I soldati israeliani rinchiudono la famiglia palestinese in un magazzino, la aggrediscono e la maltrattano, rivela B’Tselem

4 febbraio 2022

https://www.middleeastmonitor.com/

Le forze israeliane arrestano un palestinese in Cisgiordania l’11 novembre 2021 [Issam Rimawi/Agenzia Anadolu]

I soldati israeliani hanno tenuto in ostaggio una famiglia palestinese in un magazzino, dove sono stati attaccati e picchiati, ha rivelato il gruppo per i diritti umani B’Tselem.

La famiglia Salhab, composta da 21 membri, con sede nel quartiere di Khirbet Qalqas nella parte meridionale occupata di Hebron, è stata disturbata dopo la mezzanotte del 12 dicembre 2021 da 20 soldati israeliani che hanno chiesto dove si trovasse Anas, il figlio di 24 anni Anas studente dell’Università di Hebron.

Secondo il padre, Mahmoud Salhab, 57 anni, i soldati hanno rinchiuso Anas nella sua stanza al piano terra dell’edificio e hanno rinchiuso il resto della famiglia, compresi sette minori, in un ripostiglio mentre dieci soldati israeliani facevano la guardia.

Mahmoud ha raccontato dettagli inquietanti di quel giorno come le urla strazianti del figlio che veniva aggredito verbalmente e picchiato nella stanza adiacente.

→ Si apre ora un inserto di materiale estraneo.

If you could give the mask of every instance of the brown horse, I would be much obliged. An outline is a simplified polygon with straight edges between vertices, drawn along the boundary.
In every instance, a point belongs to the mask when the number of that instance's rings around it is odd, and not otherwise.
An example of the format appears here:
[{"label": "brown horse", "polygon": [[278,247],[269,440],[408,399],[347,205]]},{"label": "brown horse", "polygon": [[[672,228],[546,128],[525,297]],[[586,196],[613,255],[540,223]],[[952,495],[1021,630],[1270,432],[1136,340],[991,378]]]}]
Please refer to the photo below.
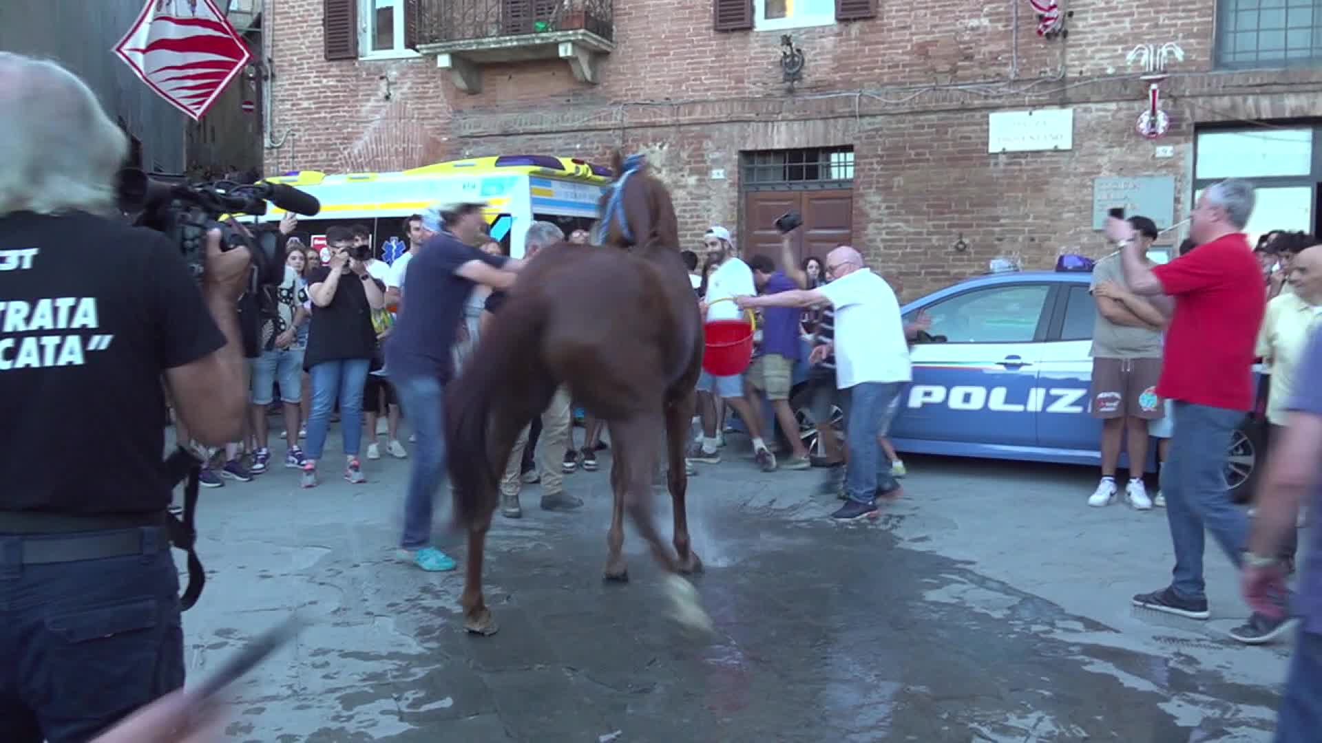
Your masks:
[{"label": "brown horse", "polygon": [[[469,632],[496,632],[481,576],[500,473],[520,430],[546,410],[562,383],[611,432],[615,509],[605,578],[628,580],[621,554],[628,510],[669,574],[678,619],[690,627],[709,621],[693,586],[677,575],[702,568],[689,546],[683,459],[702,365],[702,319],[680,256],[669,193],[641,159],[623,161],[616,153],[613,165],[616,181],[600,204],[603,247],[542,249],[447,391],[455,510],[468,530],[461,603]],[[652,516],[662,435],[676,554],[661,542]]]}]

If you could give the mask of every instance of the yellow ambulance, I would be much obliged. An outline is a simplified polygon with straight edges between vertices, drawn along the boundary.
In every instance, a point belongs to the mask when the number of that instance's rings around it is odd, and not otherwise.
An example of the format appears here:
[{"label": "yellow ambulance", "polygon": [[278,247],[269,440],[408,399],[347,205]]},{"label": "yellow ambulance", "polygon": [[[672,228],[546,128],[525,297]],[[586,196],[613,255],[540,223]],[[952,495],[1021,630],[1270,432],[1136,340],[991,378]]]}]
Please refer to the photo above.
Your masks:
[{"label": "yellow ambulance", "polygon": [[[598,214],[598,201],[611,182],[611,171],[572,157],[502,155],[452,160],[411,171],[328,176],[299,171],[267,178],[304,190],[321,202],[316,217],[299,217],[295,231],[304,245],[324,250],[332,225],[365,225],[371,230],[375,255],[391,238],[407,247],[403,222],[434,204],[475,201],[486,204],[492,239],[506,255],[524,256],[524,235],[535,219],[557,223],[566,237],[588,229]],[[260,217],[279,221],[276,208]],[[323,255],[325,258],[325,255]]]}]

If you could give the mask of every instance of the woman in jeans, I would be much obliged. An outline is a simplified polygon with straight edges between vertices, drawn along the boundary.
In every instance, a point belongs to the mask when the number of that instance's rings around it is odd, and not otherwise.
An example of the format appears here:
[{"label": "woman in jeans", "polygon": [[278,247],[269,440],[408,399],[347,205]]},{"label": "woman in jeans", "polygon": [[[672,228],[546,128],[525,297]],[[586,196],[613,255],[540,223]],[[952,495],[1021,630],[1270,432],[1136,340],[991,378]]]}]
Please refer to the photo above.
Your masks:
[{"label": "woman in jeans", "polygon": [[327,230],[330,260],[308,275],[312,327],[303,365],[312,378],[312,414],[304,450],[303,487],[317,484],[317,460],[327,443],[330,410],[340,402],[340,432],[344,436],[344,479],[362,483],[358,446],[362,443],[362,387],[377,345],[371,311],[386,304],[386,287],[368,274],[368,266],[349,255],[353,233],[334,226]]}]

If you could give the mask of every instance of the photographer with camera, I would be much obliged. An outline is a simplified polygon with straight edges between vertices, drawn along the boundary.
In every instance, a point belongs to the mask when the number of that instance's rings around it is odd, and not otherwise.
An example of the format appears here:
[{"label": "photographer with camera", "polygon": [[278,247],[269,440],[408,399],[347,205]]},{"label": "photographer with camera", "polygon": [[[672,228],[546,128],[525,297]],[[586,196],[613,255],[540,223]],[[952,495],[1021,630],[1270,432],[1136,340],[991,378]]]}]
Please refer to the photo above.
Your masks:
[{"label": "photographer with camera", "polygon": [[303,365],[312,375],[312,414],[308,416],[308,448],[304,450],[304,488],[317,484],[317,460],[337,401],[344,436],[344,479],[354,484],[366,481],[358,463],[362,390],[377,350],[371,312],[386,305],[385,283],[371,278],[366,263],[353,256],[353,233],[348,227],[330,227],[327,245],[330,246],[329,264],[308,275],[312,328]]},{"label": "photographer with camera", "polygon": [[67,743],[184,685],[161,377],[239,435],[249,251],[124,225],[127,137],[53,62],[0,53],[0,740]]}]

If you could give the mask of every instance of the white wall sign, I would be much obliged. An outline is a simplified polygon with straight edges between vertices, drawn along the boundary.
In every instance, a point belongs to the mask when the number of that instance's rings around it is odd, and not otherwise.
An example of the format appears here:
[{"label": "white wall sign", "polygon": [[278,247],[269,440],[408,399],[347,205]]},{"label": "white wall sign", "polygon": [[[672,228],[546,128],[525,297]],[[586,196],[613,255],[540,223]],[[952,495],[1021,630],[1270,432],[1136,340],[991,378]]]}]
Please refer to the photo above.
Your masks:
[{"label": "white wall sign", "polygon": [[988,114],[988,152],[1073,148],[1073,108]]}]

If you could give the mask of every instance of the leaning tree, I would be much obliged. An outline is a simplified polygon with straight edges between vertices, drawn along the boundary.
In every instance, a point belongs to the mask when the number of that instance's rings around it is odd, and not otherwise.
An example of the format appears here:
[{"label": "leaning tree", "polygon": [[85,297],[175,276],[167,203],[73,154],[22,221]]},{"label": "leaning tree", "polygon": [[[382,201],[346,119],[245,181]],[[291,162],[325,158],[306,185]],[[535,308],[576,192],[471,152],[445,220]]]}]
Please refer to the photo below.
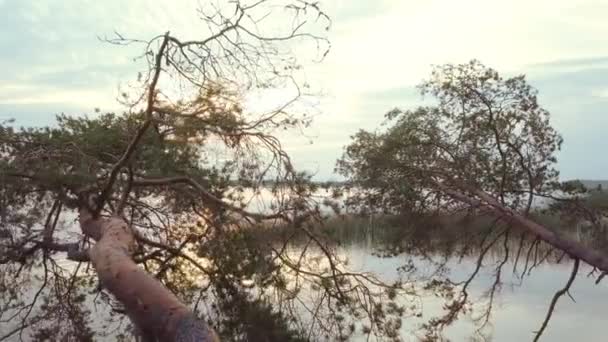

Quando il figlio di Mahmoud, Ibrahim, 16 anni, ha protestato contro gli abusi su suo fratello, i soldati hanno attaccato e picchiato anche lui. Inoltre, i soldati hanno trascinato il cugino 24enne di Ibrahim, Osama Salhab, lungo il pavimento del magazzino, provocandogli un trauma cranico quando una ciotola vuota gli si è fracassata in testa. I soldati hanno chiamato un’ambulanza militare che lo ha portato al Soroka Medical Center di Beersheba.

Ibrahim ha detto:

“Circa 10 altri soldati mi hanno attaccato. Mi hanno preso a pugni, mi hanno picchiato con il calcio dei fucili, mi hanno preso a calci e poi mi hanno buttato a terra. Continuavo a gridare e chiedere loro di smettere di picchiarmi. Ho chiesto cosa avessi fatto. Mi hanno appena detto di stare zitto e hanno continuato a picchiarmi”.

Intorno alle 2:30, i soldati hanno ammanettato e bendato Anas mentre partivano per guidare per diverse ore fino a quando non sono arrivati ​​​​al blocco di insediamenti illegali di Etzion, a sud della città di Betlemme, nella Cisgiordania meridionale, alle 8:30 e lo hanno tenuto all’interno di una jeep militare fino a mezzogiorno senza cibo, acqua o accesso a un bagno.

Secondo la Commissione per i detenuti e gli ex detenuti, nel centro di detenzione di Etzion ci sono 24 minori palestinesi che rappresentano i due terzi del numero totale di detenuti. La maggior parte è stata sottoposta a varie forme di tortura – sia fisiche che psicologiche – durante la detenzione e l’interrogatorio.

Anas è stato interrogato da un ufficiale israeliano, che lo ha avvertito di non partecipare ad attività illegali, dopodiché è stato rilasciato e rimandato a casa con altri studenti che erano stati chiamati a ricevere lo stesso avviso.

L’orribile incidente ha portato cinque membri della famiglia all’ospedale governativo Alia di Hebron.

I raid notturni dell’esercito israeliano sono una pratica quasi quotidiana nella Cisgiordania occupata. Israele sostiene che tali raid siano essenziali per scopi di intelligence, ma i gruppi per i diritti umani hanno smentito la pratica, insistendo sul fatto che l’obiettivo è opprimere e intimidire la popolazione palestinese e aumentare il controllo statale. Come i checkpoint e l’illegale Muro di Separazione, i raid fanno parte del DNA dell’occupazione, affermano i critici.